Illustrations from Giovanni Aldini, An Account of the Late Improvements in Galvanism (Artist unknown, 1803)


Giovanni Aldini administered electricity to the bodies of decapitated animals and humans and produced twitching and other physical movements. Mary Shelley was well aware of “galvanism” when she wrote Frankenstein.


The flavor of Aldini’s work is captured well in the following extract from his experiment: “The first of these decapitated criminals being conveyed to the apartment provided for my experiments, in the neighborhood of the place of execution, the head was first subjected to the Galvanic action. For this purpose I had constructed a pile consisting of a hundred pieces of silver and zinc.


Having moistened the inside of the ears with salt water, I formed an arc with two metallic wires, which, proceeding from the two ears, were applied, one to the summit and the other to the bottom of the pile. When this communication was established, I observed strong contractions in the muscles of the face, which were contorted in so irregular a manner that they exhibited the appearance of the most horrid grimaces. The action of the eye-lids was exceedingly striking, though less sensible in the human head than in that of an ox.”


The most famous experiment took place at the Royal College of Surgeons in London in 1803, on a hanged man named George Forster. Anatomical dissection had formed part of Forster’s death sentence, but no one could have visualized quite the violation that Aldini was going to inflict on him. Before a large medical and general audience, he took a pair of conducting rods linked to a powerful battery, and touched the rods to various parts of the body in turn. The results were dramatic. When the rods were applied to Forster’s mouth and ear, “the jaw began to quiver, the adjoining muscles were horribly contorted, and the left eye actually opened.” When one rod was moved to touch the rectum, the whole body convulsed: indeed, the movements were “so much increased as almost to give an appearance of re-animation".

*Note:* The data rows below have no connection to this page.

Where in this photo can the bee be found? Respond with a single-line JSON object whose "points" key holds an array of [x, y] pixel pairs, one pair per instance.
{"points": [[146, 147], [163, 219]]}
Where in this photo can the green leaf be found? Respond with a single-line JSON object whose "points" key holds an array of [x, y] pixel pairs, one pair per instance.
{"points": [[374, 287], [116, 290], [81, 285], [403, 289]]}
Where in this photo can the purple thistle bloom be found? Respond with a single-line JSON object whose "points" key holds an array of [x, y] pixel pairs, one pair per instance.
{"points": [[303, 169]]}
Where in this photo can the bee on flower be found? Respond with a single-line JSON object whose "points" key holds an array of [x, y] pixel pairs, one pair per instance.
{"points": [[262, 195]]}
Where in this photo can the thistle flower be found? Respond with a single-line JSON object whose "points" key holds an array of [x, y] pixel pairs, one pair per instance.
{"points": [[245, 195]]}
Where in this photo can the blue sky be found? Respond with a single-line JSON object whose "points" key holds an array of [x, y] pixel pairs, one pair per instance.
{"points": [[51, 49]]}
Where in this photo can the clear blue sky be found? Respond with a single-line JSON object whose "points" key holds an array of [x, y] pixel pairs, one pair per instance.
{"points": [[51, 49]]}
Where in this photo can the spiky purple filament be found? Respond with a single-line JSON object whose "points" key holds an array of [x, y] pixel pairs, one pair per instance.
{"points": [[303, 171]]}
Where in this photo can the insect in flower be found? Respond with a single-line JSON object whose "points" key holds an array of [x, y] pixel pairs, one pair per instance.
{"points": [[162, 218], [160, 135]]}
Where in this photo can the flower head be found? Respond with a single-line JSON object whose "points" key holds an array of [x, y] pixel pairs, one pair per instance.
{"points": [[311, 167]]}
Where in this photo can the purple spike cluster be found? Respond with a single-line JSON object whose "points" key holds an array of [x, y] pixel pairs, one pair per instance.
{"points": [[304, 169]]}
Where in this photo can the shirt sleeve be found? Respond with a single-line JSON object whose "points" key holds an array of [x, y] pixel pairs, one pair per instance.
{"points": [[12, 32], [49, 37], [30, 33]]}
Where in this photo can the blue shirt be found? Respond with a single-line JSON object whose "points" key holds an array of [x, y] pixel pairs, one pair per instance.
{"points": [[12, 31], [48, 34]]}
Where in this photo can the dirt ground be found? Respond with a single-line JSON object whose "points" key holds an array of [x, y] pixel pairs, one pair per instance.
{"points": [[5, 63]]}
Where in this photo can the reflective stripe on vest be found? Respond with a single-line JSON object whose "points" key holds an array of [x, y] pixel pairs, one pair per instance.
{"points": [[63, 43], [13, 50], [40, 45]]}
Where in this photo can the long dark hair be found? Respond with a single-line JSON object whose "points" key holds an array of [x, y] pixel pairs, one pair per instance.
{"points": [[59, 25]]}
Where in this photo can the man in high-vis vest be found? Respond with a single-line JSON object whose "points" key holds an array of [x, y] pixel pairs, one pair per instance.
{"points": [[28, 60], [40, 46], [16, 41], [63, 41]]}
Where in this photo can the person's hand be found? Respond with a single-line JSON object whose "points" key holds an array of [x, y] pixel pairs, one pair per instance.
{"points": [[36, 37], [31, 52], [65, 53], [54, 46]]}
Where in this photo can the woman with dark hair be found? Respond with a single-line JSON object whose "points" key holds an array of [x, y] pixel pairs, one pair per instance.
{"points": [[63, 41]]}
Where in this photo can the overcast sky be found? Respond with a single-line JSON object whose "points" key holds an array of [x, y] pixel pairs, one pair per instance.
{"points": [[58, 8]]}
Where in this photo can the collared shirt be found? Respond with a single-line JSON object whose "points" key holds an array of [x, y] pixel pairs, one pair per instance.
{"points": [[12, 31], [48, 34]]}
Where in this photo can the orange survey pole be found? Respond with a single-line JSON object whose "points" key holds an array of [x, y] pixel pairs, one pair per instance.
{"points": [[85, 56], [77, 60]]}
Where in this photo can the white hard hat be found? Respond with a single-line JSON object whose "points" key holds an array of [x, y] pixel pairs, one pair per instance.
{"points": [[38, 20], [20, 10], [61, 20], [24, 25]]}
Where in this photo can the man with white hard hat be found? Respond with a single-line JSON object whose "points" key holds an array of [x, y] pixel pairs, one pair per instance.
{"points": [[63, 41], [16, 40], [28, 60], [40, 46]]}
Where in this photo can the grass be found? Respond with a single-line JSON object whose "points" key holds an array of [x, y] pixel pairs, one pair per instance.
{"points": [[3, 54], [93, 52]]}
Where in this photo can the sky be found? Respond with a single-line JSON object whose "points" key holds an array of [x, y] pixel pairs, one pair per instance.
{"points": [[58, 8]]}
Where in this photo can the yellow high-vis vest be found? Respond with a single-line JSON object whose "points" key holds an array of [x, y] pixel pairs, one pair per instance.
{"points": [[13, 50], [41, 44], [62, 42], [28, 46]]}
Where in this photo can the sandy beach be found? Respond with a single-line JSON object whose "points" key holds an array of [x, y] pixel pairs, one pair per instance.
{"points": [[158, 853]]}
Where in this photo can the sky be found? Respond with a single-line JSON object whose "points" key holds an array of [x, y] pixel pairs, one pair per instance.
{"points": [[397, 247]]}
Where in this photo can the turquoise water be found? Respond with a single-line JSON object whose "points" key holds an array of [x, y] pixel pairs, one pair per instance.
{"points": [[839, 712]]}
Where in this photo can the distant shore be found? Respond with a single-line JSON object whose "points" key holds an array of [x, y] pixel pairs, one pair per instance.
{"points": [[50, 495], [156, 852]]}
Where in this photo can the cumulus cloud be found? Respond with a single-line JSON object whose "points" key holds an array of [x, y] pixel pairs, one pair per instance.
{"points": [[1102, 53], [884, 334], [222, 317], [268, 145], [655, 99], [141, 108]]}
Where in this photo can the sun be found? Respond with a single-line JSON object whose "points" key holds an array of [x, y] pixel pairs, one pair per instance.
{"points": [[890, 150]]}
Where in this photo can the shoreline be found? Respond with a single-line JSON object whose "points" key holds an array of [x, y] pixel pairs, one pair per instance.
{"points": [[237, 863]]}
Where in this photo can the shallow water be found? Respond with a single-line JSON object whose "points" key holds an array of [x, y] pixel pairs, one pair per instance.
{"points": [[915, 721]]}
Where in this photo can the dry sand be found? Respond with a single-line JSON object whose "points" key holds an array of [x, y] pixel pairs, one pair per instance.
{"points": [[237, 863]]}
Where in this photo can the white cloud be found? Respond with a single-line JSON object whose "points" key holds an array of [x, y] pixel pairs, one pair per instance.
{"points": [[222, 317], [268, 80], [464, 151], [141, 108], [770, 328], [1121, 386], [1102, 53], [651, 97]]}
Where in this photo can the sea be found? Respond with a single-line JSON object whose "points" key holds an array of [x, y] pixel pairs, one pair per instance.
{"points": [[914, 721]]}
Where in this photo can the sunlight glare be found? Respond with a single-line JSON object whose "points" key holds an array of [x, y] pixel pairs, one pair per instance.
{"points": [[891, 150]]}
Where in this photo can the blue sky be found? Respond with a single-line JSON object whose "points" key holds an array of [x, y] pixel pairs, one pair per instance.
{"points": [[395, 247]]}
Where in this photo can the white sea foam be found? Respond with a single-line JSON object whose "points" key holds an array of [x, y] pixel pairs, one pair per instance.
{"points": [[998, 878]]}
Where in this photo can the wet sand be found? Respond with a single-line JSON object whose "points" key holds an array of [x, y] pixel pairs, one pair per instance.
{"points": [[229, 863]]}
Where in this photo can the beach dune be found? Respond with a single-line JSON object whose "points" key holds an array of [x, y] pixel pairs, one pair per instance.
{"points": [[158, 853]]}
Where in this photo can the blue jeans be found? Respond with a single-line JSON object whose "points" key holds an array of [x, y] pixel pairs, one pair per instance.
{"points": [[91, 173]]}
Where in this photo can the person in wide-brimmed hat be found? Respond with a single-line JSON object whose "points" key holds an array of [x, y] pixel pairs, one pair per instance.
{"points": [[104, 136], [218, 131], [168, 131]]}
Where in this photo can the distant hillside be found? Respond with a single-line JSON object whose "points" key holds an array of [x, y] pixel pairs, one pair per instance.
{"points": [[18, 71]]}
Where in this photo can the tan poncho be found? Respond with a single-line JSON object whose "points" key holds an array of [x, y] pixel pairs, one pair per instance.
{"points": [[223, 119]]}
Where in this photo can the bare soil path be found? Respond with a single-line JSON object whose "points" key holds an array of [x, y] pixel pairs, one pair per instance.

And so it went on, with Aldini moving the two rods around the body in a different combinations like a switchboard operator. According to newspaper reports of the time, some of the spectators genuinely believed that the body was about to come to life, and were suitably awestruck even though it did not happen. But Aldini himself gave no indication that he expected any such thing ” although he did describe his ultimate aim as learning how to “command the vital powers.” In practice, he confined himself to concluding that galvanism “exerted a considerable power over the nervous and muscular systems.” He also noted that nothing could be done with the heart.


Giovanni Aldini made many scientific instruments for his experiments and for teaching students. Many of these instruments are still preserved.


Giovanni Aldini’s scientific instruments used in his studies and for teaching. In recognition of his merits, the emperor of Austria made him a knight of the Iron Crown and a councilor of state at Milan, where he died on the 17th of January 1834. He left by will a considerable sum to found a school of natural science for artisans at Bologna. Giovanni Aldini died on January 17, 1834, in Milan, Italy.


Giovanni Aldini by William Brockedon chalk and pencil, 1830.